The manuscript titled “Use of enzymatically activated carbon monoxide donors for the 2 sensitizing of drug-resistant tumors” reported a novel non-meta CO-releasing molecule (1), which able to release intracellularly CO and fluorescent degradation products under the action of esterase. It’s first demonstration that CO donors can rescue the efficacy of several chemotherapeutic drugs in solid cancers that express ABC transporters and are refractory to clinically used chemotherapy, which is a very significant study. However, there are some problems with this manuscript, as follows:

1.      Compound 1 releases CO upon esterase enzymes activation and the authors should have designed experiments to monitor CO production so that direct results would better indicate that compound 1 is capable of releasing CO.

2.      In the manuscript, the authors use compound 1 as the experimental group, I think an additional group should be added, using the compound as a control group. The control illustrates that sensitization of different drug-resistant tumor cells works through esterase activation to produce CO rather than the compound molecule itself.

3.      Could all esterase enzymes activate compound 1? And if so, how can the application ensure that compound 1 reaches the designated tumour site before releasing CO, and is it possible that it has already been activated by esterase enzymes during transport?
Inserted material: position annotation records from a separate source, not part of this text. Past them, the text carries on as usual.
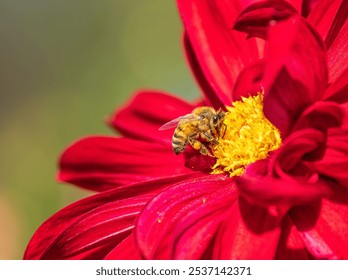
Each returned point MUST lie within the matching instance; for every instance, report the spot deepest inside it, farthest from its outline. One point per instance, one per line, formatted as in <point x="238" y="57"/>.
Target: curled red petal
<point x="321" y="115"/>
<point x="255" y="19"/>
<point x="208" y="91"/>
<point x="180" y="222"/>
<point x="305" y="145"/>
<point x="295" y="72"/>
<point x="248" y="232"/>
<point x="146" y="113"/>
<point x="334" y="162"/>
<point x="220" y="51"/>
<point x="337" y="55"/>
<point x="100" y="163"/>
<point x="337" y="91"/>
<point x="249" y="81"/>
<point x="323" y="15"/>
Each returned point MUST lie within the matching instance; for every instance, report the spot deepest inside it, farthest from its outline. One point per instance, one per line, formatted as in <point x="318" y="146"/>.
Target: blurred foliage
<point x="65" y="67"/>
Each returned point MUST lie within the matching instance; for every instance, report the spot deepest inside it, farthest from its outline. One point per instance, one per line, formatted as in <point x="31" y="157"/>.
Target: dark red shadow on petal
<point x="295" y="72"/>
<point x="247" y="232"/>
<point x="337" y="91"/>
<point x="306" y="220"/>
<point x="249" y="81"/>
<point x="220" y="51"/>
<point x="334" y="163"/>
<point x="181" y="222"/>
<point x="142" y="117"/>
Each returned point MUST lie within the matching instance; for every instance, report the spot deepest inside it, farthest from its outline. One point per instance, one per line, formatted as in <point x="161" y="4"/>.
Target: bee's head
<point x="218" y="118"/>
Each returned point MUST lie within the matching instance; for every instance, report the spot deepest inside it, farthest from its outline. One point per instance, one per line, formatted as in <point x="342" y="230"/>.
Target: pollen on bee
<point x="249" y="137"/>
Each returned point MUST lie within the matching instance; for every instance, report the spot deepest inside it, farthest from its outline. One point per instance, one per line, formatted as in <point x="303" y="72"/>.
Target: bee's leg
<point x="225" y="128"/>
<point x="210" y="138"/>
<point x="197" y="145"/>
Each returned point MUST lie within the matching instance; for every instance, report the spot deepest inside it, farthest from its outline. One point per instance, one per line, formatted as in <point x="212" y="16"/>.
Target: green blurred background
<point x="65" y="66"/>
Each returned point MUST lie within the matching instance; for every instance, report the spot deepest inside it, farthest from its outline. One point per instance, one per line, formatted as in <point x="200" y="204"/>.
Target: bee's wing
<point x="182" y="119"/>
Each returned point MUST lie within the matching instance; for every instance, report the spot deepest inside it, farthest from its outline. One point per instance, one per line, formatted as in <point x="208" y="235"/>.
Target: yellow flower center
<point x="248" y="136"/>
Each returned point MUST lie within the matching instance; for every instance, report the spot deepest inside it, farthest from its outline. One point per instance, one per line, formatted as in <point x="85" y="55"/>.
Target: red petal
<point x="220" y="51"/>
<point x="338" y="53"/>
<point x="334" y="163"/>
<point x="323" y="228"/>
<point x="321" y="116"/>
<point x="255" y="20"/>
<point x="295" y="73"/>
<point x="146" y="113"/>
<point x="337" y="91"/>
<point x="249" y="81"/>
<point x="282" y="194"/>
<point x="102" y="163"/>
<point x="248" y="232"/>
<point x="290" y="245"/>
<point x="48" y="232"/>
<point x="305" y="145"/>
<point x="95" y="234"/>
<point x="323" y="15"/>
<point x="180" y="222"/>
<point x="126" y="250"/>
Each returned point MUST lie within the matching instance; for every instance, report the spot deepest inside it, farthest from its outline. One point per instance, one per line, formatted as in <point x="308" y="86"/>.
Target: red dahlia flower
<point x="276" y="186"/>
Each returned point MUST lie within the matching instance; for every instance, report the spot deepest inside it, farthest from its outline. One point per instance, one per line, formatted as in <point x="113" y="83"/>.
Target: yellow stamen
<point x="249" y="137"/>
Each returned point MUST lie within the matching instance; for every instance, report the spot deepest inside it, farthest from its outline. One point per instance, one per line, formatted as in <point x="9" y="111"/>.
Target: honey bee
<point x="203" y="124"/>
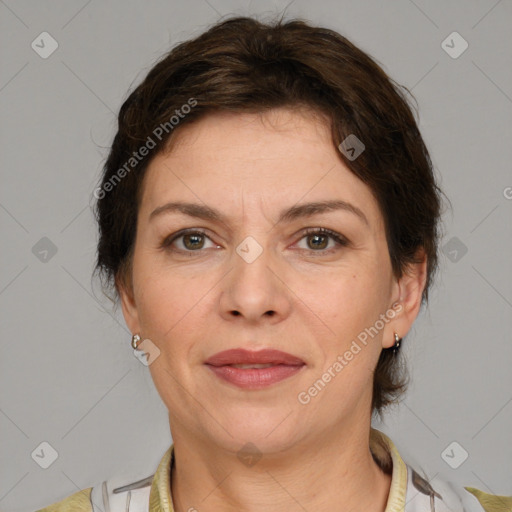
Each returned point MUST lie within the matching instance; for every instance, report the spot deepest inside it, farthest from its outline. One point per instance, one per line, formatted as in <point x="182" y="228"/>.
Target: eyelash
<point x="343" y="242"/>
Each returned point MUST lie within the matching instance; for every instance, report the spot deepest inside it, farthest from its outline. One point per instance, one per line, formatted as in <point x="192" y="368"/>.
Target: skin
<point x="320" y="296"/>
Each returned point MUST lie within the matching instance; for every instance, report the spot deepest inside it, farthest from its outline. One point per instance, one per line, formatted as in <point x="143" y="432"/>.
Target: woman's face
<point x="257" y="279"/>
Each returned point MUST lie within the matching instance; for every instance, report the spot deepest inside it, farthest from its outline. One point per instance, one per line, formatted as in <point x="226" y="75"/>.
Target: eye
<point x="187" y="240"/>
<point x="318" y="240"/>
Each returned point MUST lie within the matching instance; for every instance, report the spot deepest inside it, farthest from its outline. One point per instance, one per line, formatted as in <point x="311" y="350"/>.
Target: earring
<point x="396" y="346"/>
<point x="135" y="341"/>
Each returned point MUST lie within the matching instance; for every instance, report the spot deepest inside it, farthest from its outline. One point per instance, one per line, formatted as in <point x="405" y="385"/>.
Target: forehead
<point x="277" y="158"/>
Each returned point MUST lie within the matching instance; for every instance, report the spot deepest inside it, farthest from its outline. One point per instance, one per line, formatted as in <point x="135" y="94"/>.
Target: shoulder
<point x="443" y="496"/>
<point x="78" y="502"/>
<point x="116" y="493"/>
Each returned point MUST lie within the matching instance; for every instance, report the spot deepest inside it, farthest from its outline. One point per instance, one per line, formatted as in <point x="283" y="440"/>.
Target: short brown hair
<point x="244" y="65"/>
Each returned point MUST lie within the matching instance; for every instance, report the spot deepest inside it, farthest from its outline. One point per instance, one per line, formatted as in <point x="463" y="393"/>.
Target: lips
<point x="239" y="356"/>
<point x="254" y="370"/>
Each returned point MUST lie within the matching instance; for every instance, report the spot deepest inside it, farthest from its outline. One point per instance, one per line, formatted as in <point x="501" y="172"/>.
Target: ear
<point x="407" y="294"/>
<point x="125" y="289"/>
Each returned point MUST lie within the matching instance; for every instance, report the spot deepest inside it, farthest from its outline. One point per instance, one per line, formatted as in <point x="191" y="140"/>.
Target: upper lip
<point x="242" y="356"/>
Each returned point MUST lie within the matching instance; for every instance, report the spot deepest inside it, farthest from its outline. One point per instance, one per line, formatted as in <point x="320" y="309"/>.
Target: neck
<point x="336" y="471"/>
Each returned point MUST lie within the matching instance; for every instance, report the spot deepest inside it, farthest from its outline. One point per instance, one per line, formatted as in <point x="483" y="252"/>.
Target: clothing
<point x="409" y="492"/>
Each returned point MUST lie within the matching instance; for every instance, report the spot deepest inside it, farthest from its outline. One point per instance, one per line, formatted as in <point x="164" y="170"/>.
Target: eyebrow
<point x="295" y="212"/>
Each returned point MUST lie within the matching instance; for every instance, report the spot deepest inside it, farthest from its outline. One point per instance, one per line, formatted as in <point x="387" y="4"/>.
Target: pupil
<point x="194" y="238"/>
<point x="316" y="237"/>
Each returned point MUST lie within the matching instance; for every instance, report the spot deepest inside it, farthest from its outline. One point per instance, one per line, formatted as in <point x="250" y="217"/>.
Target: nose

4.      In the manuscript, the authors studied the stability of compound 1, which was progressively enzymatically cleaved in human serum protein containing esterase, and the half-life of 1 in human serum was found to be nearly two hours. If further consideration is given to testing in live animals, will the residence time of compound 1 in vivo be longer than its half-life in plasma?

5.      In experiments on the effects of compound 1 and chemotherapeutic agents on mitochondrial and total ROS and lipid peroxidation in resistance cell lines, there was no significant mitochondrial ROS/mitochondrial TBARS and total ROS/total TBARS in the Compound alone compared to the Combo group, ask whether CO-mediated mitochondrial oxidative stress can only be produced when the combination is administered, whereas CO alone does not cause mitochondrial oxidative stress?

Author Response

Please see the attachment

Author Response File: Author Response.docx

Round 2

Reviewer 2 Report

With all the improvements the authors have made, the manuscript could now be accepted for the publication.